I have been reading the source code of the BgWriter, and there is some
code in BgBufferSync() that I don't fully understand.
In BgBufferSync(), we have the following code:
while (num_to_scan > 0 && reusable_buffers < upcoming_alloc_est)
{
int sync_state = SyncOneBuffer(next_to_clean, true,
wb_context);
if (++next_to_clean >= NBuffers)
{
next_to_clean = 0;
next_passes++;
}
num_to_scan--;
if (sync_state & BUF_WRITTEN)
{
reusable_buffers++;
if (++num_written >= bgwriter_lru_maxpages)
{
PendingBgWriterStats.maxwritten_clean++;
break;
}
}
else if (sync_state & BUF_REUSABLE)
reusable_buffers++;
}
In SyncOneBuffer(), we lock the bufHdr and then check if both the
refcount and usage_count are zero. If so, we mark the return value as
BUF_REUSABLE.
My understanding is that this means that the buffer could be reused
when am empty shared buffer is needed by a backend.
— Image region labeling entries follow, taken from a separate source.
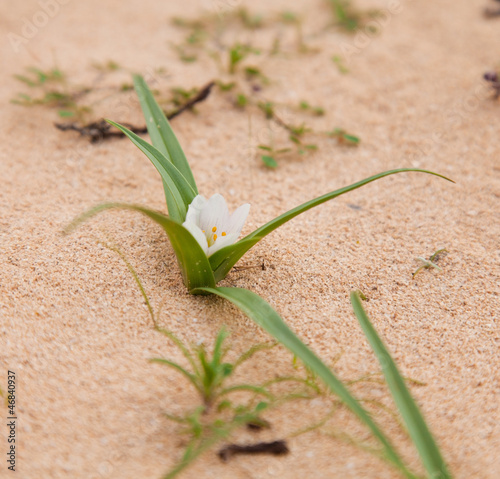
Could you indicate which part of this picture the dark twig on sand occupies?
[55,81,215,143]
[218,440,290,462]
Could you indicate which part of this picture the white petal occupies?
[228,203,250,237]
[186,195,207,226]
[208,233,238,256]
[200,194,229,232]
[182,221,208,255]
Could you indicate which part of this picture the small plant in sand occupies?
[11,67,92,121]
[412,248,447,278]
[68,76,451,478]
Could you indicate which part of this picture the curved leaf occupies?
[193,287,416,478]
[106,120,197,222]
[208,238,261,283]
[134,75,198,196]
[351,291,451,479]
[210,168,454,282]
[65,203,215,291]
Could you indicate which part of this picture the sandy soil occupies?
[0,0,500,479]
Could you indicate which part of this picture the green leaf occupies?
[208,238,261,283]
[193,287,415,477]
[351,291,451,479]
[210,168,454,282]
[65,203,215,291]
[106,120,197,223]
[134,75,198,194]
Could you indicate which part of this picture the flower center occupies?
[202,226,226,246]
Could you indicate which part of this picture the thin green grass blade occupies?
[134,75,198,195]
[351,291,451,479]
[210,168,454,282]
[195,287,416,478]
[65,203,215,291]
[106,120,197,222]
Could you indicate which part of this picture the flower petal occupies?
[200,194,229,233]
[182,221,208,256]
[186,195,207,226]
[228,203,250,238]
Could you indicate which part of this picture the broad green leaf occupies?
[65,203,215,291]
[134,75,198,194]
[210,168,454,282]
[106,120,196,223]
[192,287,416,478]
[208,238,260,283]
[351,291,451,479]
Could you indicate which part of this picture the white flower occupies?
[182,194,250,256]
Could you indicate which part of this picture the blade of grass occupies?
[106,120,197,223]
[194,287,417,479]
[65,203,215,291]
[351,291,451,479]
[210,168,454,282]
[134,75,198,195]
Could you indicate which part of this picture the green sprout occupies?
[151,328,275,409]
[412,248,447,278]
[11,67,92,120]
[327,128,361,146]
[258,145,292,168]
[228,43,260,75]
[66,75,452,478]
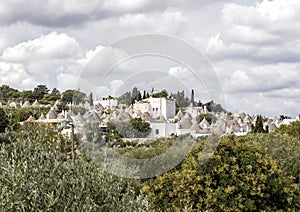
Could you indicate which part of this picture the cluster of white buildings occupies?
[18,97,298,138]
However, in the
code above, we seem to track these in the reusable_buffers variable.
But that variable is always incremented when the buffer was written in
SyncOneBuffer() even though that buffer might have a non-zero refcount
or non-zero usage_count.
Initially, I thought this might be a bug, but then realized that the
reusable_buffers variable is used to make the BGWriter more or less
aggressive in reading pages, and now I'm unsure.
I discussed this with some of the PG committers at Microsoft, and we
all agree that the current code is a little confusing and it might
help if some more comments were added.
Does anybody know what the reusable_buffers variable really accounts
for, and whether the code as currently written is correct?
Thanks,
Marcel
--
Marcel van der Holst
mvdholst@gmail.com